Let us continue to use Fig. 6.2.1 to explain the receptive field. Given the \(2 \times 2\) convolution kernel, the receptive field of the shaded output element (of value \(19\)) is the four elements in the shaded portion of the input. Now let us denote the \(2 \times 2\) output as \(\mathbf{Y}\) and consider a deeper CNN with an additional \(2 \times 2\) convolutional layer that takes \(\mathbf{Y}\) as its input, outputting a single element \(z\). In this case, the receptive field of \(z\) on \(\mathbf{Y}\) includes all the four elements of \(\mathbf{Y}\), while the receptive field on the input includes all the nine input elements. Thus, when any element in a feature map needs a larger receptive field to detect input features over a broader area, we can build a deeper network.
6.2.7. Summary¶
The core computation of a two-dimensional convolutional layer is a two-dimensional cross-correlation operation. In its simplest form, this performs a cross-correlation operation on the two-dimensional input data and the kernel, and then adds a bias.
We can design a kernel to detect edges in images.
We can learn the kernel’s parameters from data.
With kernels learned from data, the outputs of convolutional layers remain unaffected regardless of such layers’ performed operations (either strict convolution or cross-correlation).

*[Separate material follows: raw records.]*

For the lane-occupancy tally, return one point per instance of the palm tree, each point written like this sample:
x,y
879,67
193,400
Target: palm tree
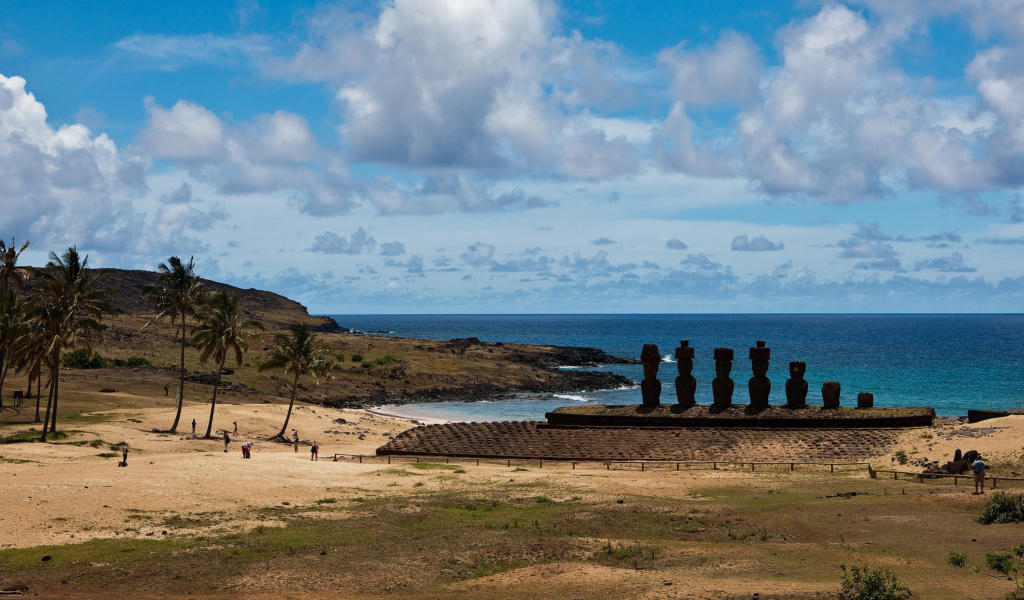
x,y
177,294
219,333
11,328
67,305
9,273
298,355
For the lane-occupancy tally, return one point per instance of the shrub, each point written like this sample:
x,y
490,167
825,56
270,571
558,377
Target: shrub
x,y
137,361
1003,508
1010,564
83,358
868,584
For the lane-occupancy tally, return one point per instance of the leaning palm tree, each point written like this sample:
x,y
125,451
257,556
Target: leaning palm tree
x,y
177,295
10,274
12,325
67,304
219,333
298,355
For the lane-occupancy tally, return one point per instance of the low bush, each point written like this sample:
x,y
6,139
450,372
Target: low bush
x,y
868,584
83,358
137,361
1003,508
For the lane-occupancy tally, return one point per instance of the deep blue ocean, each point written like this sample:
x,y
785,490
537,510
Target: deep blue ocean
x,y
950,362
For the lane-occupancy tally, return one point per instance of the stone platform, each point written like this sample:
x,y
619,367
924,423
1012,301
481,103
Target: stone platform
x,y
535,440
739,416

When any element in a feature map needs a larger receptive field to detect broader features on the input, a deeper network can be considered.
6.2.8. Exercises¶
Construct an image
X
with diagonal edges.What happens if you apply the kernel
K
in this section to it?What happens if you transpose
X
?What happens if you transpose
K
?
When you try to automatically find the gradient for the
Conv2D
class we created, what kind of error message do you see?How do you represent a cross-correlation operation as a matrix multiplication by changing the input and kernel tensors?
Design some kernels manually.
What is the form of a kernel for the second derivative?
What is the kernel for an integral?
What is the minimum size of a kernel to obtain a derivative of degree \(d\)?